Campus Access only dissertations

Degree Name

Doctorate in Education

Department

Education

School or College

School of Education

First Advisor

Mary K. McCullough, Ph.D.

Second Advisor

Kristen R. Anguiano, Ph.D.

Third Advisor

Neil Quinly, Ed.D.

Abstract

Up until the 1950s, Catholic school principals were mainly priests, sisters, and brothers who were well grounded in theology, scripture, catechesis, and the Catholic social teachings they received during their formation. Conversely, lay principals who currently staff most Catholic high schools may not have this same Catholic formational training that helped to form the religious mission of schools in earlier years. Hence, this study was developed to investigate current Catholic school leadership models and the way principals' perceptions of leadership may impact the religious missions of Catholic schools. Additionally, the factor of generational diversity may contribute to differences in principal's perceptions of leadership. Thus, the purpose of this study is to investigate how current lay principals from two generational cohorts perceive their roles as leaders and how such perceptions impact the religious mission of their schools.

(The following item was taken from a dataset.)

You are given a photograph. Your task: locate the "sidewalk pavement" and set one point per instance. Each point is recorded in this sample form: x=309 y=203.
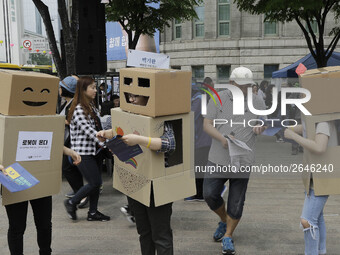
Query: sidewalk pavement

To accomplish this investigation, the researcher employed three elements of the Catholic school leadership framework designated by the United States Catholic Conference (USCC), including educational, managerial, and spiritual leadership. These concepts constitute the framework through which this study examined the principals' perceptions of leadership in Catholic high schools. To collect the data and answer the research questions, this study utilized a qualitative methodology consisting of document analysis, observations, and interviews. To conduct the study, six principals from two generations were selected from Catholic high schools in a large diocese on the West Coast of the United States. Based on the research results, differences were discovered between the generational cohort known as the Baby Boomers and those known as the Xers, where Baby Boomers exhibited more future-focused perspectives and Xers demonstrated a strong focus on values. Baby Boomers also connected the religious mission of the school to the charisma of the founding order or congregation of their school, while Xers relied exclusively on the identity of the diocese. However, despite these generational differences, the study results show that the current principals have not only maintained and preserved the religious mission to a new level of forming peer Christian leadership among students and teachers.